Last week I stepped out of my comfort zone and spent my first night ever sleeping in a hammock. Over my childhood and adult years I have spent more nights in a tent, sleeping on the ground than I would even begin to try and count. But why have I never slept in a hammock, you ask? Easy, I never thought to even try it. Plus people are always complaining about how cold they get in a hammock and how much their back hurts in the morning. Hmmm… freezing your butt off, and back pain. Sounds worse than sleeping on a futon.
I am happy to report, that after just one night in 20 degree weather, i’ll be returning to the hammock for more glorious nights of sleep. But lets back track a little and talk about how I got to this point. As you may know I have been investing a lot of time into my YouTube Channel. In that time investment comes looking at what is trending in the outdoor industry. I’ve noticed a few things trending, that being Ultralight Backpacking, and Hammocks. Hammocking is becoming the big way to save weight and simplify a backpackers setup. But if not done correctly, it won’t save you much weight or space, and that is the struggle I am seeing here. At least within a winter setup.
So what got me to head out into the freezing temps to test out the hammock?
Couple of things: I got my hands on a couple hammocks that I have been dying to to use more, and to see if hammocking makes sense for the type of backpacker that I am.
So what was the result? Overall a good experience. I’ll admit that I don’t have all the necessary gear needed to make sleeping in a hammock ideal, but I had enough to make the trial a worthy test. I took my existing Rab Silwing Tarp and set it up over my Wildhorn Outfitters Outpost hammock.

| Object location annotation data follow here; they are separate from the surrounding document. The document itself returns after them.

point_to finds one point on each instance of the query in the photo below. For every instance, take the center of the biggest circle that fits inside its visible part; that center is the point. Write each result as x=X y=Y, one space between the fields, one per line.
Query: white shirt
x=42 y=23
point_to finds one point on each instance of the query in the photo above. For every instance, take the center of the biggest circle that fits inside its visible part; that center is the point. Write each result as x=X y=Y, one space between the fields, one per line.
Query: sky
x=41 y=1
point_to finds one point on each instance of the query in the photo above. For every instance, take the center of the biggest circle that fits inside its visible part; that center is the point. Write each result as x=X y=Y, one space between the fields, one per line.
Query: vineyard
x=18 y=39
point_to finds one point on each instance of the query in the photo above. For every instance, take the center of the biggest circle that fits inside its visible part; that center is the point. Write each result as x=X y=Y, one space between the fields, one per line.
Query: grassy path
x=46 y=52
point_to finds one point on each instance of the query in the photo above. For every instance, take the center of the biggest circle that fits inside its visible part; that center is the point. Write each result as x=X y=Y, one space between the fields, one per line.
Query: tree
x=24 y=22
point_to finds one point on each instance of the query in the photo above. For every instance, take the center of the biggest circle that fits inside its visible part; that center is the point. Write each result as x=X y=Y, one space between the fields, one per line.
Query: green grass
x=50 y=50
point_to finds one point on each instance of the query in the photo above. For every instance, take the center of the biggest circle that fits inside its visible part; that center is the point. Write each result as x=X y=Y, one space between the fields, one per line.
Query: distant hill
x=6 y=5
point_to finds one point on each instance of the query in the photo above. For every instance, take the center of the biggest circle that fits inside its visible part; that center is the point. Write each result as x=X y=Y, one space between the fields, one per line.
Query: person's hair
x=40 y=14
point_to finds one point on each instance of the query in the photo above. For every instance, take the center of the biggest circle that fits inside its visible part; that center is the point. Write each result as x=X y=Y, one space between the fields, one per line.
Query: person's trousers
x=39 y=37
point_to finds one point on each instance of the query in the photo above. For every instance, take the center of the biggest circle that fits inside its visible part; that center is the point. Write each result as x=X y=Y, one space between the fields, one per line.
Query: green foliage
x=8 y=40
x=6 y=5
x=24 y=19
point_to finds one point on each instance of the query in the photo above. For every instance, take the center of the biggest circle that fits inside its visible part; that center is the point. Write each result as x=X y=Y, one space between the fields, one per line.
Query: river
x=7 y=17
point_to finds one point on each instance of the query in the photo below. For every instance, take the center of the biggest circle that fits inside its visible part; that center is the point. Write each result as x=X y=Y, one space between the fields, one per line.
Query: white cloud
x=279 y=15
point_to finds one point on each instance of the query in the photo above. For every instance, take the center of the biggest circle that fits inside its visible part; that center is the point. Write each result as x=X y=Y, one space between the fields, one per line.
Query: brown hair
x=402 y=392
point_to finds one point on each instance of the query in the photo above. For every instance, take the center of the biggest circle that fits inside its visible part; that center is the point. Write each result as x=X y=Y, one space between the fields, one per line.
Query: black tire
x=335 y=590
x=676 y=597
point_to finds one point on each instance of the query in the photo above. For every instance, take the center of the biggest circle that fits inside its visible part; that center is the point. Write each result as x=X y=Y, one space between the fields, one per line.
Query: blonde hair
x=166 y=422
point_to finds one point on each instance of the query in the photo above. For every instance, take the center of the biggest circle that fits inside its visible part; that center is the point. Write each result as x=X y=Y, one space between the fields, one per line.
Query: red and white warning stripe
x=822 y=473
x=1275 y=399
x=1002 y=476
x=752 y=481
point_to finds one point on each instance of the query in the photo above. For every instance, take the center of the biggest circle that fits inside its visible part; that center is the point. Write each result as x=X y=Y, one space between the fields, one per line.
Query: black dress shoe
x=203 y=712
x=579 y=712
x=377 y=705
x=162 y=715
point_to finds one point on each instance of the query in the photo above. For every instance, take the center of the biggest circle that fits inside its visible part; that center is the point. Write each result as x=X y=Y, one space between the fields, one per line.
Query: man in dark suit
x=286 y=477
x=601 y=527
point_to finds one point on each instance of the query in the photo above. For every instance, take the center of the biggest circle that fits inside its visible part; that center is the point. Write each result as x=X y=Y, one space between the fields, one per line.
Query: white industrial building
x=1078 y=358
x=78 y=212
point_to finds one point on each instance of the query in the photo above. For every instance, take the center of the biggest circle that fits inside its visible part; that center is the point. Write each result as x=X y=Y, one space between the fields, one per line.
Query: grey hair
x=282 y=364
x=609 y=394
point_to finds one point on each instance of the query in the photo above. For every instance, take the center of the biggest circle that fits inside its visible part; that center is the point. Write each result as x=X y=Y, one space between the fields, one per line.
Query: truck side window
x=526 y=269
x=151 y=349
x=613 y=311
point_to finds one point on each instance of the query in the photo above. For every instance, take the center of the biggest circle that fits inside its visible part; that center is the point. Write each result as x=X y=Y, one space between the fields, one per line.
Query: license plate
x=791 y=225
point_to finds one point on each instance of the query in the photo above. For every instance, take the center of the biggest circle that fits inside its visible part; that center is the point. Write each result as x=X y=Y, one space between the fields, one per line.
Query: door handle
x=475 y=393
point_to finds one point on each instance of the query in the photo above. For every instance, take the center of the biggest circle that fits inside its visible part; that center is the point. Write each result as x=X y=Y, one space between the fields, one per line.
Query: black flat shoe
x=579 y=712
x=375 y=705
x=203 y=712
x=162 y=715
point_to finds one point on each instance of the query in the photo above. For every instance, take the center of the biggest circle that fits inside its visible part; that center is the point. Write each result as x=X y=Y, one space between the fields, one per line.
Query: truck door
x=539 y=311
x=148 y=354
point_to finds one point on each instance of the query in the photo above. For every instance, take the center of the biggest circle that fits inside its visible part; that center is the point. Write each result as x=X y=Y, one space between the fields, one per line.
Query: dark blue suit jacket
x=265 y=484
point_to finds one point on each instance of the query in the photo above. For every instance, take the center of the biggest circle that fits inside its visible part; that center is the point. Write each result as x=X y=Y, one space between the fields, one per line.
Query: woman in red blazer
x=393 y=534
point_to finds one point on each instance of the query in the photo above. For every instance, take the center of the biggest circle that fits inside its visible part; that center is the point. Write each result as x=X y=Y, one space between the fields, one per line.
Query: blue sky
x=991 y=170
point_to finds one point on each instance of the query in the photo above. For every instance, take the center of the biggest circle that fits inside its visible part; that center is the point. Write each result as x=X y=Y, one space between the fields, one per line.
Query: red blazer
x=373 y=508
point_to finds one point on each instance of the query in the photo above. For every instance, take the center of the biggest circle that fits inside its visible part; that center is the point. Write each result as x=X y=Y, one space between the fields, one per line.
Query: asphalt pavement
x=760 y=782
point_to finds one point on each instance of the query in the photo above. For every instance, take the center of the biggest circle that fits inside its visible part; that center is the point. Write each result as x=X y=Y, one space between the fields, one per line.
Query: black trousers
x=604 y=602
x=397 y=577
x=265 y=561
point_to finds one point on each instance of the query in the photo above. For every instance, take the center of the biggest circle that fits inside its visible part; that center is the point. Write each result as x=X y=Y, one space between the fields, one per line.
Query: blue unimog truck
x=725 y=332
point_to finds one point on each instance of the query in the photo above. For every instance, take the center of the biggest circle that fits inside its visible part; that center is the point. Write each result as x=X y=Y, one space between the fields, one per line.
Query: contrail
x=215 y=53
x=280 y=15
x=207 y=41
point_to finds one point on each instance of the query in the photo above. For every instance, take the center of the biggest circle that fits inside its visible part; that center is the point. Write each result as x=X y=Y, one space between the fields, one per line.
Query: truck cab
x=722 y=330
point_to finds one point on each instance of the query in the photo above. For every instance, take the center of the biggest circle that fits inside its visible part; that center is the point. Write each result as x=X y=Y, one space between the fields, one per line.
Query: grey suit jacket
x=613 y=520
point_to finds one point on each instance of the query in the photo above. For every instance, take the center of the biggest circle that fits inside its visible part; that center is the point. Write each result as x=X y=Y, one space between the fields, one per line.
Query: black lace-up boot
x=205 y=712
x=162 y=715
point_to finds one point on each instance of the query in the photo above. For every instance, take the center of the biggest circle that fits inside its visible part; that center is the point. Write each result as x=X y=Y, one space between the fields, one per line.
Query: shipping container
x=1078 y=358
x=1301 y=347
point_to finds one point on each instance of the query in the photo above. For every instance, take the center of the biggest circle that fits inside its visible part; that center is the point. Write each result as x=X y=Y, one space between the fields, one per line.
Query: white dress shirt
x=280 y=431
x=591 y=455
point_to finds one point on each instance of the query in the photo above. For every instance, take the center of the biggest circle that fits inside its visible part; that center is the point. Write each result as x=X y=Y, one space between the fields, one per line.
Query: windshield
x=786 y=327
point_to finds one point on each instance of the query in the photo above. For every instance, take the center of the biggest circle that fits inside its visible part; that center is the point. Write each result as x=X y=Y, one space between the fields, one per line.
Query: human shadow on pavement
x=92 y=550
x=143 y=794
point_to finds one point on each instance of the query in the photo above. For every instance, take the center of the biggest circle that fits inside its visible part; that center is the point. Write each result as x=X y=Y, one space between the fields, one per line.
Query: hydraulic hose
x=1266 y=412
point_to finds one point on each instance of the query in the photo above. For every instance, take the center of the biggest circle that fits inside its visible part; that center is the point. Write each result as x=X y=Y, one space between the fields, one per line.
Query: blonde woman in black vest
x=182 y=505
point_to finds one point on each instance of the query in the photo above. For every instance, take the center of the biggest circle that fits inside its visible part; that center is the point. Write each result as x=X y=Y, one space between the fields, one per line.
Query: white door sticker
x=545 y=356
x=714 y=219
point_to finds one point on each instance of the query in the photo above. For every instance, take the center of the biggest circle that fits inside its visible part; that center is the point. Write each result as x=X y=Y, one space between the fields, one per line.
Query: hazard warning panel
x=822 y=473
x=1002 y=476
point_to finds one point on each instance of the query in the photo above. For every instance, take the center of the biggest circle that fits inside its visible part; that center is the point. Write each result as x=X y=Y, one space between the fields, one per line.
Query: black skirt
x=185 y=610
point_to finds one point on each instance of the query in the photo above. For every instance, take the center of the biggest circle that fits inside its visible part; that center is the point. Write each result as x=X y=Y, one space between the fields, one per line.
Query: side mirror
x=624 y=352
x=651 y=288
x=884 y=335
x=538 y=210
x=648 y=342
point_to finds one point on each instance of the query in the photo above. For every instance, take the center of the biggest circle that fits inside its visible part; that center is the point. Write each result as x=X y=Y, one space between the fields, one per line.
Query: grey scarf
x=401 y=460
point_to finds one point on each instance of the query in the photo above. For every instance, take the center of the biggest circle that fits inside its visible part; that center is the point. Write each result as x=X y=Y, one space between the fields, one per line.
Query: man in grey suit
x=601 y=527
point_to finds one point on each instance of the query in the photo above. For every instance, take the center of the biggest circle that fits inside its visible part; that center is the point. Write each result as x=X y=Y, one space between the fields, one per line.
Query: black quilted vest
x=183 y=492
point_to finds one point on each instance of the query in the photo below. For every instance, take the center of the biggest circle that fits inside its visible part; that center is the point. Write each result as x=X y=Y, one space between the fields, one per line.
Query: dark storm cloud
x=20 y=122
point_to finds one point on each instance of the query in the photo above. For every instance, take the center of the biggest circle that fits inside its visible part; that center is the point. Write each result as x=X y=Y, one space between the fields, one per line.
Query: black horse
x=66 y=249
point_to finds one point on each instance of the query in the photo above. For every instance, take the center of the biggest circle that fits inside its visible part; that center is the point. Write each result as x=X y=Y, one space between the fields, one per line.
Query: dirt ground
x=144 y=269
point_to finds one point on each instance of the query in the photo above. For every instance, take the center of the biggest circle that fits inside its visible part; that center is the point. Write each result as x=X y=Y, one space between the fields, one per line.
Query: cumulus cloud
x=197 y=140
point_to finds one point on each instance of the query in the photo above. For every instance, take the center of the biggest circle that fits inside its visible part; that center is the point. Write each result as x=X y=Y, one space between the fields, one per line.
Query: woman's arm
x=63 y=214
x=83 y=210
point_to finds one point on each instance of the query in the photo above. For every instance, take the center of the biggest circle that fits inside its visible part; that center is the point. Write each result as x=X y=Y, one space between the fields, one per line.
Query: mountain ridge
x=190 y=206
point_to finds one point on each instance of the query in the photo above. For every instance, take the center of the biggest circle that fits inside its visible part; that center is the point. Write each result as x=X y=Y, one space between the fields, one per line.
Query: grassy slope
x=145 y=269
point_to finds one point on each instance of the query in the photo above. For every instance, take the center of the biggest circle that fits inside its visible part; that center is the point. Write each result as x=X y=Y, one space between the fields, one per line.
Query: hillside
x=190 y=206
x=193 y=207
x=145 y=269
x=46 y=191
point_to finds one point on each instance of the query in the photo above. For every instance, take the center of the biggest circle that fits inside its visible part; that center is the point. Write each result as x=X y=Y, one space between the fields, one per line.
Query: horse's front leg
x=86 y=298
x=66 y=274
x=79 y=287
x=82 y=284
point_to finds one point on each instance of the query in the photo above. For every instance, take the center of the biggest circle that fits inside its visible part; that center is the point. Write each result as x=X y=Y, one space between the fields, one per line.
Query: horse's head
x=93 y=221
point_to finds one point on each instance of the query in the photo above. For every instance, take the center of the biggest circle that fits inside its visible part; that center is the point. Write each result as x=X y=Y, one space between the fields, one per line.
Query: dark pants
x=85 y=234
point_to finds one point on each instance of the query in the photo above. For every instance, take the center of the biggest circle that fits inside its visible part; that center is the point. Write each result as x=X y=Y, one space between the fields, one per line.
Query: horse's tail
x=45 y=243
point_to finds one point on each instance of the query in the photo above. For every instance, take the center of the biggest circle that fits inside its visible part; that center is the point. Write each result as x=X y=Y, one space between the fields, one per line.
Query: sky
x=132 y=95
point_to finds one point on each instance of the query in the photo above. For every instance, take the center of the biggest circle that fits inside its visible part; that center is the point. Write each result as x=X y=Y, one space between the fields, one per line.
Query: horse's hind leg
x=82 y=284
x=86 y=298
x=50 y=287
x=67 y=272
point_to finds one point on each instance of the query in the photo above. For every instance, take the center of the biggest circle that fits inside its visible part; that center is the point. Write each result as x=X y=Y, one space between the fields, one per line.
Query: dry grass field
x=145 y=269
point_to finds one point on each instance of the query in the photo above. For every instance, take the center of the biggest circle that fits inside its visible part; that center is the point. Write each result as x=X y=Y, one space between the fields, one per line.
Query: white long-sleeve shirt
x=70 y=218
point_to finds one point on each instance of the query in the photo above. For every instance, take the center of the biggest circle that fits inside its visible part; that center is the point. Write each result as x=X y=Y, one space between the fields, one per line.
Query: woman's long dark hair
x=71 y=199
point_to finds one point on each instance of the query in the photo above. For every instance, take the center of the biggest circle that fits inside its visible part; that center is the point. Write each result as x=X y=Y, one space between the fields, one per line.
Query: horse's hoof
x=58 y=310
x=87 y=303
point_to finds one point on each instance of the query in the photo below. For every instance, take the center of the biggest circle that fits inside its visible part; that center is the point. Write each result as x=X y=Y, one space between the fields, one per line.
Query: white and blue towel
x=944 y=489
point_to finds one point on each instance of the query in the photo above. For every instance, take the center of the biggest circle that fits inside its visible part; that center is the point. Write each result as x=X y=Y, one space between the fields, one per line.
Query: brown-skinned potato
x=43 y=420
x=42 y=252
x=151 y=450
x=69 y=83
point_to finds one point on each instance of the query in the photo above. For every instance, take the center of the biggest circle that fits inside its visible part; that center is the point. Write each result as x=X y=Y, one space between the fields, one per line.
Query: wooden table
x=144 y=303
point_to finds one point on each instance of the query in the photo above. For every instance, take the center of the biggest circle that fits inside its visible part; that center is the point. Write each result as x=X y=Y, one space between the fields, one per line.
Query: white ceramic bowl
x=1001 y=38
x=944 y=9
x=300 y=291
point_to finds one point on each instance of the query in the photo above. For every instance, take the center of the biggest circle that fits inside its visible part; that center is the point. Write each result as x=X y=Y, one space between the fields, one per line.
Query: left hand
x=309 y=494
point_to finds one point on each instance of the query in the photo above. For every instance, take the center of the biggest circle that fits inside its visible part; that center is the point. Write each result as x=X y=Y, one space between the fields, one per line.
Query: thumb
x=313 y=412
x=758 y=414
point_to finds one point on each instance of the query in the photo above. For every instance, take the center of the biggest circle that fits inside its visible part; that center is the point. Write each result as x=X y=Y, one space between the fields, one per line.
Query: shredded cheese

I am glad there was no weather, because the tarp is not as long as the hammock, creating a problem for rain evasion. But what’s more important is the comfort level. With my NeoAir pad in the hammock it made for a very comfortable night of sleep, arguably better than some nights i’ve had sleeping on the ground. It’s not always amazing sleeping when out in the backcountry, but the hammock setup made for a comfortable night of sleep.
At this point it comes down to making critical adjustments to the setup to make it even better. Mainly i’d like to see it get lighter and more manageable. Meaning that in order for the hammock setup to make more sense than a tent, I need to get a tarp that works properly for a hammock and probably focus hammock camping for Summer use only.
Overall I am pleased with my first attempt and plan to make more attempts at it and perfect it a little.